What did the 2012 holidays teach us about the current state of shoppers—and, of course, the places where they shop? Here are 10 notable trends.
The Expansion of Black Friday—and the Entire Season
Even though it has caused a backlash among certain consumers, retailers have concluded that the formula for increasing seasonal sales totals is mostly based on increasing holiday promotions, deals, and store hours—hours that now include Thanksgiving night. Not only is it standard for stores to open by 8 p.m. or 9 p.m. on Turkey Day, but the holiday season now basically overlaps with the back-to-school shopping period, with promos and Christmas displays popping up in early September.
Soaring Online Sales, So-So In-Store Sales
As projected, it’s been yet another very strong season for e-commerce. Online spending was up sharply on Thanksgiving, Black Friday, and Cyber Monday alike (increasing 17% or more compared to corresponding days in 2011), and consumers hardly tired of online shopping in the weeks that followed. During the week of “Green Monday” (second Monday in December), four separate days crossed the $1 billion mark for online sales, according to comScore, resulting in the highest-ever sales total over a five-day stretch.
Brick-and-Mortar and Online (Try to) Become One
If there’s one dominant trend in retail lately, it’s the utter blurring of online and offline shopping. For quite a while, shoppers have viewed the two modes of transaction as basically interchangeable. Retailers with a presence on the web and in real stores seem to have finally embraced the idea that both segments must be partners sending the same message to shoppers. In the past, it was almost as if the people running a retailer’s website had no contact with the people running the actual stores. Prices varied frequently, and often, products sold online weren’t sold in stores, and vice versa, leading to confused, frustrated shoppers. Early on, a retailer’s presence in social media might have come as a result of a few ambitious young interns, if there was a presence at all. Today, on the other hand, retailers and analysts talk nonstop about the need to combine online and offline sales efforts, with phrases like “multiscreen shopper,” “omnichannel shopping,” and “cross-platform marketing” popping up regularly.
Retailers understand that “showrooming” is commonplace, and that it’s not necessarily a bad thing to encourage a combined online-offline shopping experience. In fact, according to one survey, 91% of consumers wound up in a store because of something they saw online, and 77% admit to researching products while inside stores. Retailers have no choice but to embrace the “omnichannel” shopper. While they’re actively trying to lure shoppers into physical stores with deals and promotions, they’re simultaneously ramping up efforts to draw consumers to their websites. The results have boosted online sales, but because of the challenges of creating a truly unified online-offline experience, there remain instances of consumer frustration due to confusion over what is sold where, canceled orders, price variations between the web and brick-and-mortar, and more. This remains a work in progress.

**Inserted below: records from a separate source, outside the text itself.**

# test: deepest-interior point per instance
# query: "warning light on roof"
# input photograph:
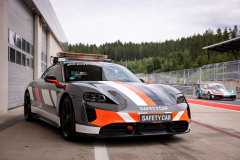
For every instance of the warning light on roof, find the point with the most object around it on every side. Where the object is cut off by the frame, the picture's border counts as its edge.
(82, 56)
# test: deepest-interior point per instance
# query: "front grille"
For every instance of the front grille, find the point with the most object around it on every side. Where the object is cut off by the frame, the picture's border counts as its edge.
(116, 128)
(179, 126)
(91, 114)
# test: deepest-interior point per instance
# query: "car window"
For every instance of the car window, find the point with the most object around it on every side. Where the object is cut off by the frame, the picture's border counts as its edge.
(99, 73)
(47, 72)
(57, 72)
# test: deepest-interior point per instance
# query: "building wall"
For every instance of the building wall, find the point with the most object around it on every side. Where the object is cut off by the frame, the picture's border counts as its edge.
(4, 56)
(52, 48)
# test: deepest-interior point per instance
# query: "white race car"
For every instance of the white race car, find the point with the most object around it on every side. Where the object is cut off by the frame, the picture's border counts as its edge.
(215, 91)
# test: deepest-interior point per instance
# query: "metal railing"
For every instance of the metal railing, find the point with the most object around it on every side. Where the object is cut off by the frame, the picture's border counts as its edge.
(213, 72)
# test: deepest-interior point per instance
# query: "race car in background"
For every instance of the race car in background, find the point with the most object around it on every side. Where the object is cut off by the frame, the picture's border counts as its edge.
(104, 99)
(215, 91)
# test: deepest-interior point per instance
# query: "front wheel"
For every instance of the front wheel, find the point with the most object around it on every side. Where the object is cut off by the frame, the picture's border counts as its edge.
(27, 108)
(68, 119)
(197, 95)
(209, 97)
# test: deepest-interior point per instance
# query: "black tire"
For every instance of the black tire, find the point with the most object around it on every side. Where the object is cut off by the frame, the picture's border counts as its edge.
(197, 95)
(209, 96)
(68, 119)
(27, 108)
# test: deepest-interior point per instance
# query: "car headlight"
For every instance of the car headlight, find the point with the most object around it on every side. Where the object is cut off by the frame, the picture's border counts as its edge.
(94, 97)
(181, 99)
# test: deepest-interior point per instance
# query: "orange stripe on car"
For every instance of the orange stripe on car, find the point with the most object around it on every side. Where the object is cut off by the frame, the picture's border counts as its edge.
(37, 94)
(107, 117)
(135, 116)
(185, 117)
(144, 97)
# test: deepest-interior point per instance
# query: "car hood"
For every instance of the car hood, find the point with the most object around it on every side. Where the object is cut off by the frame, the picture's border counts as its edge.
(134, 96)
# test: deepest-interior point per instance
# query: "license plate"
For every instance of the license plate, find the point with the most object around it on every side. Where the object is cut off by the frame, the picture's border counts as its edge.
(164, 117)
(226, 96)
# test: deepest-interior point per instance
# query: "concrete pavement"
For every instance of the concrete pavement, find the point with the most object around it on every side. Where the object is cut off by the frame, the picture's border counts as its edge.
(39, 140)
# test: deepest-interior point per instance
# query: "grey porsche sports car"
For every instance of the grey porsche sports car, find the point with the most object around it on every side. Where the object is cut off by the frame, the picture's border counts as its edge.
(104, 99)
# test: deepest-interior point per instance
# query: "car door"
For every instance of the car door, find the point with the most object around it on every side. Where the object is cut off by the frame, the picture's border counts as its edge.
(204, 92)
(50, 95)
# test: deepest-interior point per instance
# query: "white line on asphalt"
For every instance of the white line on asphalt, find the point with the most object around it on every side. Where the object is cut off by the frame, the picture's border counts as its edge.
(215, 107)
(216, 102)
(100, 151)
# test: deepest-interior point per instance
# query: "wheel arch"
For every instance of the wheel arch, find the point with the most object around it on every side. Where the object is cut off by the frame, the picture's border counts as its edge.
(61, 103)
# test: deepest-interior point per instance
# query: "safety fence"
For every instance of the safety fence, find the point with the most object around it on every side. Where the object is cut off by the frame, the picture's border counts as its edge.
(225, 71)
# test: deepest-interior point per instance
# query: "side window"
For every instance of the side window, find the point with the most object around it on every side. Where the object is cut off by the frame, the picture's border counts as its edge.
(47, 72)
(57, 72)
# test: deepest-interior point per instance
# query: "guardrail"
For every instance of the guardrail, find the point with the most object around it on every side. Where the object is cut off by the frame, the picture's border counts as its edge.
(224, 71)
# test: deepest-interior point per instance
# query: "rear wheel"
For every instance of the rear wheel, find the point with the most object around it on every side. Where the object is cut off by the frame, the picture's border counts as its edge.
(209, 96)
(197, 95)
(68, 119)
(27, 108)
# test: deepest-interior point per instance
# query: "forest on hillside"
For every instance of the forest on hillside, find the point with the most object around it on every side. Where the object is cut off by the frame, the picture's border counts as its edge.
(184, 53)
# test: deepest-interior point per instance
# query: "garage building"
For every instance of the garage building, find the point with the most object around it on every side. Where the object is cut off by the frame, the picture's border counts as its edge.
(29, 34)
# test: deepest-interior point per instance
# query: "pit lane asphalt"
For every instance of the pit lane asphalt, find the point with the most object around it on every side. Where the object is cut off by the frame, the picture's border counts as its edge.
(236, 102)
(39, 140)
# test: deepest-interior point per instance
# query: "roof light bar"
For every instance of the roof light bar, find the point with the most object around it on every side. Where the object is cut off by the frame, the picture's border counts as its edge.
(82, 56)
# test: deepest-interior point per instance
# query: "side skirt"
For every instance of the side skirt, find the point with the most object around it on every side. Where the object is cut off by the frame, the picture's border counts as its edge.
(37, 116)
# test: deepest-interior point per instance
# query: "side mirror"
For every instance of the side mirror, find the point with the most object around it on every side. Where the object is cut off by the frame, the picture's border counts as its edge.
(144, 81)
(53, 79)
(50, 79)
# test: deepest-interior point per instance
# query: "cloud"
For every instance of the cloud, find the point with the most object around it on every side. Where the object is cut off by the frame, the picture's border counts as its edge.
(91, 21)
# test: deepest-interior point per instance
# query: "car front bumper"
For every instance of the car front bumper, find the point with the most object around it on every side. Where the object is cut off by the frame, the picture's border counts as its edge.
(112, 124)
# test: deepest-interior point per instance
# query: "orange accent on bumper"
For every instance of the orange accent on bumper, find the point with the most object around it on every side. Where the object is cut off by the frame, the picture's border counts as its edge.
(108, 117)
(185, 117)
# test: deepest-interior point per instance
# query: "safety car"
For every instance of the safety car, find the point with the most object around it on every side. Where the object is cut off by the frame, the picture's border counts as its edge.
(215, 91)
(101, 99)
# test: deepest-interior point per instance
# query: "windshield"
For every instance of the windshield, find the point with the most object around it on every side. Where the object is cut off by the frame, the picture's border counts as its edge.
(216, 87)
(99, 73)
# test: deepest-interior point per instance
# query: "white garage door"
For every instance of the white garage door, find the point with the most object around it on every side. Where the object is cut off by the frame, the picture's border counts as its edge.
(20, 49)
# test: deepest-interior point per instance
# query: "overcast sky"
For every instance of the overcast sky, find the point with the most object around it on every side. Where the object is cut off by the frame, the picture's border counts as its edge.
(101, 21)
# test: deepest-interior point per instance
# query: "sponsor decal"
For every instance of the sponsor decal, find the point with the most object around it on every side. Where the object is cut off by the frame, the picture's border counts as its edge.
(154, 108)
(36, 104)
(155, 117)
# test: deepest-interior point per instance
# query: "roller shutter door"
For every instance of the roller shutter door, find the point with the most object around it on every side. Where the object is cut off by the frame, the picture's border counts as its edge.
(44, 50)
(21, 38)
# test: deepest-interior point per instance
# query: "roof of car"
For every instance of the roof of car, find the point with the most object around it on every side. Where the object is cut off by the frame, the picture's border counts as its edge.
(90, 63)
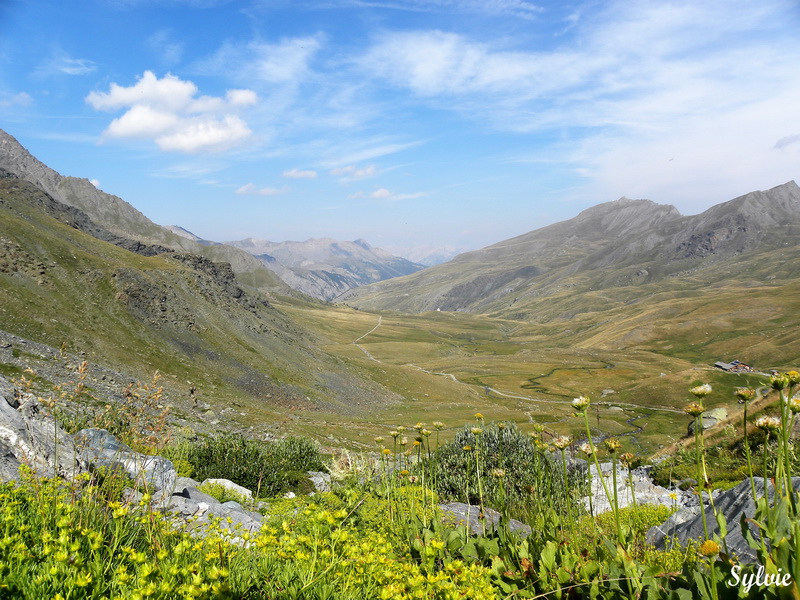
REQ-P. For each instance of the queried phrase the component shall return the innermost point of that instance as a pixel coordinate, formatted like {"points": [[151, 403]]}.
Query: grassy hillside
{"points": [[178, 313]]}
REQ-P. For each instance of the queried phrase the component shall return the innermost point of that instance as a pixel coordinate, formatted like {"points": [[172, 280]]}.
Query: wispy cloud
{"points": [[354, 173], [300, 174], [515, 8], [163, 45], [18, 99], [169, 112], [251, 189], [60, 63]]}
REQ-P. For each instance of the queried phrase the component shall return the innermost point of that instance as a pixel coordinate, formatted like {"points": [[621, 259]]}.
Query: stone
{"points": [[231, 486], [734, 504], [644, 490], [709, 418], [321, 481], [99, 449], [458, 513], [31, 437]]}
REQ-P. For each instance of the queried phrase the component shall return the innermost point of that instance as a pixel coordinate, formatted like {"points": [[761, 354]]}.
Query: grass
{"points": [[380, 535]]}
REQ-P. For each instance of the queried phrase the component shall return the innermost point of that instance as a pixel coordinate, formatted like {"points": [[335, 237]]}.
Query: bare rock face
{"points": [[28, 436], [326, 268]]}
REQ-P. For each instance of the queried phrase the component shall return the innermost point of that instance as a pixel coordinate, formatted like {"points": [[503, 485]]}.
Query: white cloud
{"points": [[298, 174], [165, 48], [712, 85], [251, 189], [381, 194], [19, 99], [167, 111], [384, 194], [353, 173]]}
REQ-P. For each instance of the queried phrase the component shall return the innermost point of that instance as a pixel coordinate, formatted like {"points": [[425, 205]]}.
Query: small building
{"points": [[734, 366]]}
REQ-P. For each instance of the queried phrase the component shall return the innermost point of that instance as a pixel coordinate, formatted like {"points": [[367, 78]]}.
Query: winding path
{"points": [[358, 339]]}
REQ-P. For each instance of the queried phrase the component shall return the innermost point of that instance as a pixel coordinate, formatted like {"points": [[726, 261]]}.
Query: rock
{"points": [[735, 503], [644, 490], [458, 513], [31, 437], [101, 449], [321, 481], [709, 418], [229, 485]]}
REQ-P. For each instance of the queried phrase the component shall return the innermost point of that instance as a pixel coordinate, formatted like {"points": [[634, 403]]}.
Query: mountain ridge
{"points": [[614, 244]]}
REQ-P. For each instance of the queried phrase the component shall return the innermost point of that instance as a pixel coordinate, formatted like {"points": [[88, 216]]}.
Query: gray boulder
{"points": [[31, 437], [687, 523], [98, 448], [458, 513], [644, 490], [321, 481]]}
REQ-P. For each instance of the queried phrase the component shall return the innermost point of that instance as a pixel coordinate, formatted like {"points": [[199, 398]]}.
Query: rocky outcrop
{"points": [[735, 505], [479, 520], [633, 485]]}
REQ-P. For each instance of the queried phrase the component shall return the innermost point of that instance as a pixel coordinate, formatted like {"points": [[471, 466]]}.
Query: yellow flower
{"points": [[694, 409], [709, 548], [581, 403], [701, 390]]}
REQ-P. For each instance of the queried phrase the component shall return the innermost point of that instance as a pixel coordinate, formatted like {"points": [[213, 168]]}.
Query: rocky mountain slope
{"points": [[68, 281], [120, 218], [325, 268], [622, 244]]}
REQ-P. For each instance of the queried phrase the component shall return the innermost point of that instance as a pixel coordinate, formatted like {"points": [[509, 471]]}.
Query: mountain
{"points": [[622, 246], [69, 281], [325, 268], [120, 218]]}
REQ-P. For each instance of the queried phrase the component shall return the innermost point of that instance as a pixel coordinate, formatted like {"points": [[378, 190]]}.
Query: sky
{"points": [[414, 124]]}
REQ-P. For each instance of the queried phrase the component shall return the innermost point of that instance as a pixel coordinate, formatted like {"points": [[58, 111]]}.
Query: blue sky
{"points": [[413, 123]]}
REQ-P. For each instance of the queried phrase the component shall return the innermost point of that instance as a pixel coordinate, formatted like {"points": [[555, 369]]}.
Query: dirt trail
{"points": [[358, 339]]}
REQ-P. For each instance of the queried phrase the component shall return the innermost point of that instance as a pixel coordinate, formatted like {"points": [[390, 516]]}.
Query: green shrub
{"points": [[530, 477], [268, 469], [224, 494]]}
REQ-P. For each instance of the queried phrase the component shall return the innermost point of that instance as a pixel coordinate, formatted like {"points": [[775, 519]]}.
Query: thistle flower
{"points": [[694, 409], [581, 403], [768, 424], [779, 381], [562, 442], [701, 390], [709, 548]]}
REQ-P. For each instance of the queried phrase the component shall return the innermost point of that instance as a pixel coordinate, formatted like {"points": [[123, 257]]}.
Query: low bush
{"points": [[511, 469], [266, 468]]}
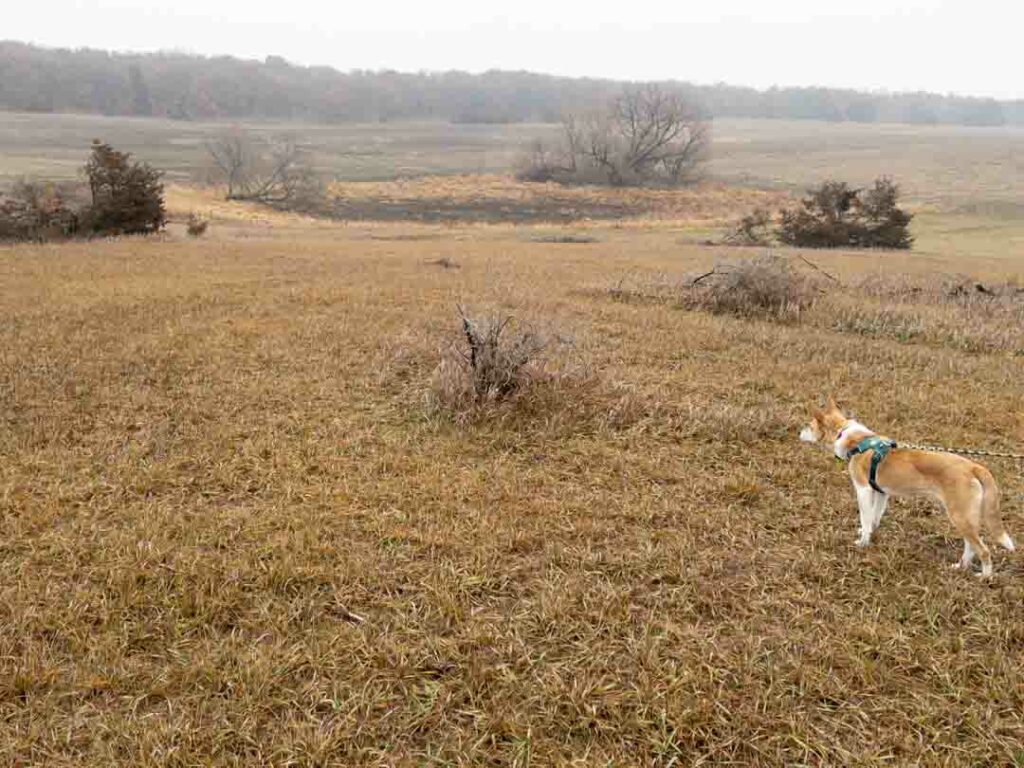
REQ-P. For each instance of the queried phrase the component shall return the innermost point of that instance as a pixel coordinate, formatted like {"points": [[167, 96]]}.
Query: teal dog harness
{"points": [[881, 446]]}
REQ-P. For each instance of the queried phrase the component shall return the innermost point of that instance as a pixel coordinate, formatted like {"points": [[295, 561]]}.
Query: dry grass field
{"points": [[236, 530]]}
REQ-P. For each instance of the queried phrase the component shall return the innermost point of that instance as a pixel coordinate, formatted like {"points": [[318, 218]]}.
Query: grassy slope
{"points": [[211, 454]]}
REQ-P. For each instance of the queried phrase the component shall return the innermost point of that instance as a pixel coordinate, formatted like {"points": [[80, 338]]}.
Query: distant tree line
{"points": [[189, 87]]}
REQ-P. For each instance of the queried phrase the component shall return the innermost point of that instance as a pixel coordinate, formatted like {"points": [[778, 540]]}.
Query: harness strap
{"points": [[880, 448]]}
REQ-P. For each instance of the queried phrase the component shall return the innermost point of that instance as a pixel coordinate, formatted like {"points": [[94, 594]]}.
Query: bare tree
{"points": [[271, 171], [645, 135]]}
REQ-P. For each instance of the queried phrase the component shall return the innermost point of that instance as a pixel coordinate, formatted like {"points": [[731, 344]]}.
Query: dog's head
{"points": [[824, 424]]}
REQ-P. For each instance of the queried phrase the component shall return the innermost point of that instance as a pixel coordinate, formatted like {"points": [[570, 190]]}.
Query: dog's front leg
{"points": [[865, 503]]}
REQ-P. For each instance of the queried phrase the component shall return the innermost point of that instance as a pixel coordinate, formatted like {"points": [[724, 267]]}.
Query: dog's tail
{"points": [[990, 508]]}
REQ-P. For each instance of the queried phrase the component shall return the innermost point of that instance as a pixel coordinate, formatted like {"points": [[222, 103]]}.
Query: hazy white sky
{"points": [[963, 46]]}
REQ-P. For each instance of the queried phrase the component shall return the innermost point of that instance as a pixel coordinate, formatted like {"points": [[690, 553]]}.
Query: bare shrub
{"points": [[768, 286], [497, 360], [272, 171], [835, 215], [646, 135], [197, 225], [36, 211], [127, 196]]}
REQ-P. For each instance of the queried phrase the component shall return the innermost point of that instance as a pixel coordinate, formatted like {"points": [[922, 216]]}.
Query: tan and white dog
{"points": [[966, 488]]}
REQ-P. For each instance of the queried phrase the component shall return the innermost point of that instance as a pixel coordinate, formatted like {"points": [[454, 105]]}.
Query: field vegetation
{"points": [[260, 507]]}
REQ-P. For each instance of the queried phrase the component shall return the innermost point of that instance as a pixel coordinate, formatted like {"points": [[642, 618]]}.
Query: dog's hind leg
{"points": [[967, 559], [881, 500], [865, 503]]}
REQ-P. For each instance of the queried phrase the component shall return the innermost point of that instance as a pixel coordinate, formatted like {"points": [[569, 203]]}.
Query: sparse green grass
{"points": [[208, 477]]}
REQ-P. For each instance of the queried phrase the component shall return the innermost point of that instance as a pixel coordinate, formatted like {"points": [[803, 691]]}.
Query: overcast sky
{"points": [[963, 46]]}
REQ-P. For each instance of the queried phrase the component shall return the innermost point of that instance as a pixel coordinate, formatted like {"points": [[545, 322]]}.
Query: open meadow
{"points": [[239, 529]]}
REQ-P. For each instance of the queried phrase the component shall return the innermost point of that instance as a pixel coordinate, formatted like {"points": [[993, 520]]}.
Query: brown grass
{"points": [[232, 535]]}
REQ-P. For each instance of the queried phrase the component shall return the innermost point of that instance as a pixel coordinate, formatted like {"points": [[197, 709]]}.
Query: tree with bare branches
{"points": [[646, 135], [270, 171]]}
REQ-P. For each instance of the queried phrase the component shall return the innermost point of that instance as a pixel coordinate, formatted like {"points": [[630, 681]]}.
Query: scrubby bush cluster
{"points": [[499, 359], [646, 135], [768, 287], [834, 215], [37, 212], [125, 198]]}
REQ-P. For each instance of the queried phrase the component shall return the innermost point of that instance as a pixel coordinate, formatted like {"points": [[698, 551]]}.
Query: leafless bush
{"points": [[768, 286], [497, 360], [646, 135], [271, 171], [197, 225], [38, 212], [835, 215]]}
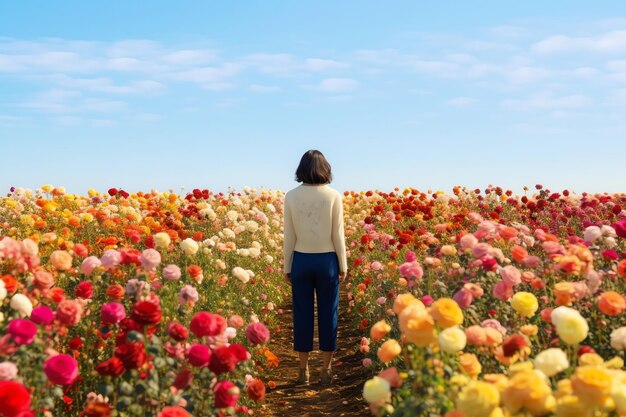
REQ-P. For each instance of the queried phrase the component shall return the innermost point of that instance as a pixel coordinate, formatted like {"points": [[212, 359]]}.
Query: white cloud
{"points": [[256, 88], [461, 101], [548, 101], [609, 42]]}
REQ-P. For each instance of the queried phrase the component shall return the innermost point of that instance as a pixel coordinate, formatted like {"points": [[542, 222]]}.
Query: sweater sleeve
{"points": [[338, 234], [289, 239]]}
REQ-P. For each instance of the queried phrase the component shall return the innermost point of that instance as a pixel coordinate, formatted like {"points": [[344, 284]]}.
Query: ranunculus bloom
{"points": [[222, 360], [256, 390], [199, 355], [150, 259], [42, 315], [14, 399], [22, 331], [61, 369], [146, 312], [69, 312], [173, 411], [112, 313], [89, 264], [61, 260], [177, 331], [257, 333], [389, 350], [226, 394], [611, 303], [84, 290], [132, 354], [111, 258], [207, 324], [171, 272]]}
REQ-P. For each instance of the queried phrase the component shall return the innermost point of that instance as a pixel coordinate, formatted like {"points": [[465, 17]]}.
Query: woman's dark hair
{"points": [[314, 168]]}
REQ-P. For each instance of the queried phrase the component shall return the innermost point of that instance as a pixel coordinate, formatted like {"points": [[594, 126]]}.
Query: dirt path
{"points": [[343, 398]]}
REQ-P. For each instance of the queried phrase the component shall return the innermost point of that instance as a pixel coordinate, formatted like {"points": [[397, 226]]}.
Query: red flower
{"points": [[173, 411], [14, 399], [146, 312], [513, 344], [222, 360], [207, 324], [84, 290], [199, 355], [256, 390], [111, 367], [226, 394], [132, 354], [177, 331]]}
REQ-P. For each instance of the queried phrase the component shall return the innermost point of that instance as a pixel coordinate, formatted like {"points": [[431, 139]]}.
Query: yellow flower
{"points": [[452, 339], [525, 303], [530, 391], [446, 312], [478, 399], [592, 384]]}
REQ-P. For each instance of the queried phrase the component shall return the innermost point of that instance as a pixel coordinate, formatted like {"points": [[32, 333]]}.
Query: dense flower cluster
{"points": [[146, 303]]}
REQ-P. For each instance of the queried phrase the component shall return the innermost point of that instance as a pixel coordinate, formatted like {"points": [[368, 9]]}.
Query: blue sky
{"points": [[144, 95]]}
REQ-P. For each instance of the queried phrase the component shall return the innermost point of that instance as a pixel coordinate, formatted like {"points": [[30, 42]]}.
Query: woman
{"points": [[315, 259]]}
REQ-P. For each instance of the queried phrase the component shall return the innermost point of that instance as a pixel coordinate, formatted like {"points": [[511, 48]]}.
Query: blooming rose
{"points": [[42, 315], [89, 264], [551, 361], [61, 260], [199, 355], [69, 312], [61, 369], [376, 390], [452, 339], [112, 313], [150, 259], [189, 246], [207, 324], [226, 394], [257, 333], [146, 312], [22, 331], [172, 272]]}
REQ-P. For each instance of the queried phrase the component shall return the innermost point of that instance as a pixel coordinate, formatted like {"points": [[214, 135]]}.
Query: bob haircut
{"points": [[314, 168]]}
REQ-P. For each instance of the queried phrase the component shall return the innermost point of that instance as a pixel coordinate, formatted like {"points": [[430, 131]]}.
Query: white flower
{"points": [[551, 361], [22, 305], [618, 339]]}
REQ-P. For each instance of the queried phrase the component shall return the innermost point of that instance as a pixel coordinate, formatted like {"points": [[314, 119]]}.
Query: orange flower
{"points": [[611, 303]]}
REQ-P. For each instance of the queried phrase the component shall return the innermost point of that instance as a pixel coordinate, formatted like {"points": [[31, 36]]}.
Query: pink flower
{"points": [[171, 272], [69, 312], [511, 275], [61, 369], [42, 315], [22, 331], [89, 264], [503, 291], [463, 298], [111, 258], [235, 321], [112, 313], [411, 270], [199, 355], [150, 259], [8, 371], [257, 333], [187, 294]]}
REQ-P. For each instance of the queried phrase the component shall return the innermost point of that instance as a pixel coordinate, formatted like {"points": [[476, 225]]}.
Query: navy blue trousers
{"points": [[315, 273]]}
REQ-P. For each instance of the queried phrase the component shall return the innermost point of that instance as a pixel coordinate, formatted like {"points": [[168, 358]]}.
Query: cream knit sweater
{"points": [[313, 219]]}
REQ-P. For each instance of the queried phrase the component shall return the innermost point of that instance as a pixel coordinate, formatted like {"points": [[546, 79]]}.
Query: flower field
{"points": [[475, 303]]}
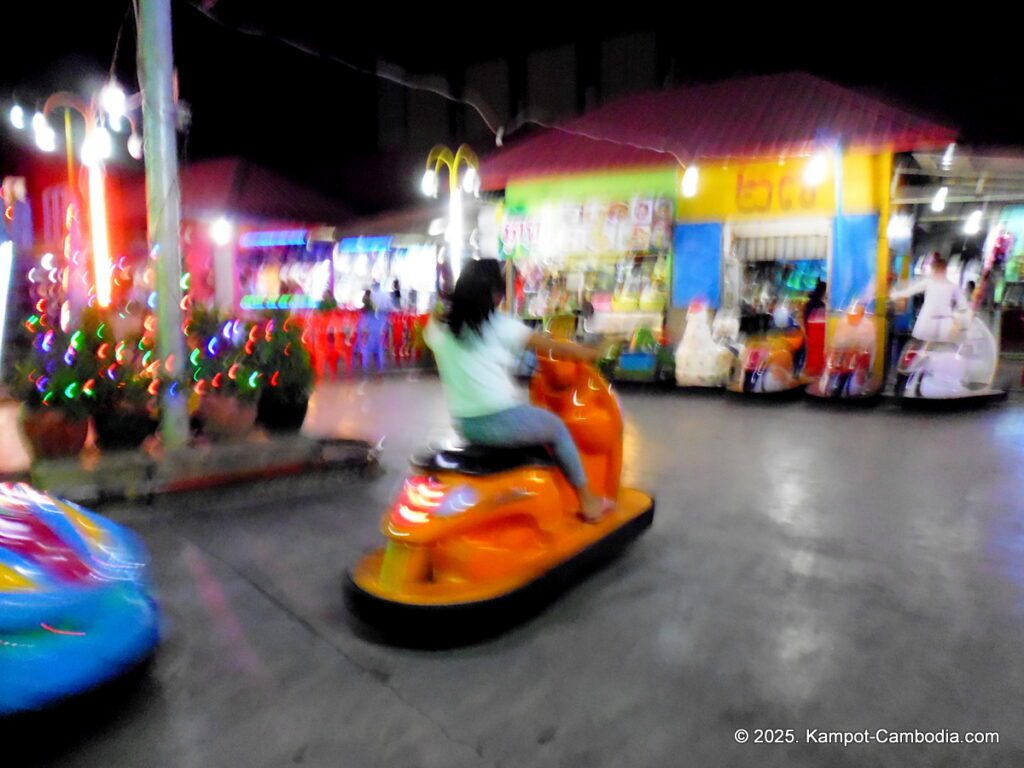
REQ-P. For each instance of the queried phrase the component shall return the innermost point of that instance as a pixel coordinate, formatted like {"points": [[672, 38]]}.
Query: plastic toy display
{"points": [[707, 353]]}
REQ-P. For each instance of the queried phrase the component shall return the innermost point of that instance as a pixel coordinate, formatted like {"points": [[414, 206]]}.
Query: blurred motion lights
{"points": [[815, 170], [690, 178]]}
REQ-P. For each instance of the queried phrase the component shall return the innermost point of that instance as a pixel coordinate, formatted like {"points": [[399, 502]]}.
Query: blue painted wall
{"points": [[854, 260], [696, 269]]}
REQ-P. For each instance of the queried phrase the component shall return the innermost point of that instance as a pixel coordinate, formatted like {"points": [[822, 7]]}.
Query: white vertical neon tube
{"points": [[100, 238], [455, 233], [6, 266]]}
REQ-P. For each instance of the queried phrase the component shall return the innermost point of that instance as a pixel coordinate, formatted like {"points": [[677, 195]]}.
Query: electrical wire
{"points": [[396, 75]]}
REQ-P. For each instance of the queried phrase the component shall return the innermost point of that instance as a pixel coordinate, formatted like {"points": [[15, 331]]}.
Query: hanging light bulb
{"points": [[947, 157], [115, 103], [429, 184], [816, 170], [135, 145], [690, 177], [46, 139], [221, 231], [104, 144], [469, 180], [900, 227]]}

More Shipping Deals—Speedy, Free, You Name It
In the same way that 30% or 40% off has become the starting point for getting shoppers’ attention during the holidays, consumers now often demand free shipping in order to consider an online purchase. Accordingly, free shipping has become almost universal during the holidays, and throughout the year really.
To meet the needs of shoppers, retailers provided free shipping as late as December 22 with guaranteed delivery by Christmas Eve. For procrastinators or the merely impatient, sites also increased the possibilities of same-day delivery. The message being sent to shoppers is this: Any way you want to make a purchase, we’re going to help you make that purchase.
More and More “Leaked” Black Friday Ads
In the past, retailers used to vigilantly protect their Black Friday prices and ads from making their way to the public eye too early. The thinking was that if consumers saw, say, a bigtime Black Friday deal on a laptop, they sure as heck wouldn’t buy that laptop the weekend before Black Friday, when it was double the price. Lately, though, retailers seem to be embracing the idea that there’s little downside to earlier publicity—and just plain more of it—for sales. While some stores are coy about how their ads get “leaked” well in advance, many large chains are deciding to simply publicize their Black Friday prices well before Black Friday to get shoppers excited and help draw them in during before, during, and after the biggest shopping days.
Price Matching Crosses the Digital Line
During the holidays, many retailers have gotten in the habit of promising to match the officially advertised prices listed by their competitors in weakly circulars. Walmart even matches prices year-round. But traditionally, the guarantees have come with a large caveat: They’re limited only to prices offered in brick-and-mortar stores, meaning they wouldn’t match online prices, including those of the company that’s arguably become the toughest competitor in the business, Amazon. This season, though, for the first time ever, Target and Best Buy offered to match online competitor prices. PayPal and certain credit cards offered expansive price-matching services as well, giving shoppers more options than ever to assure that they wouldn’t wind up paying too much.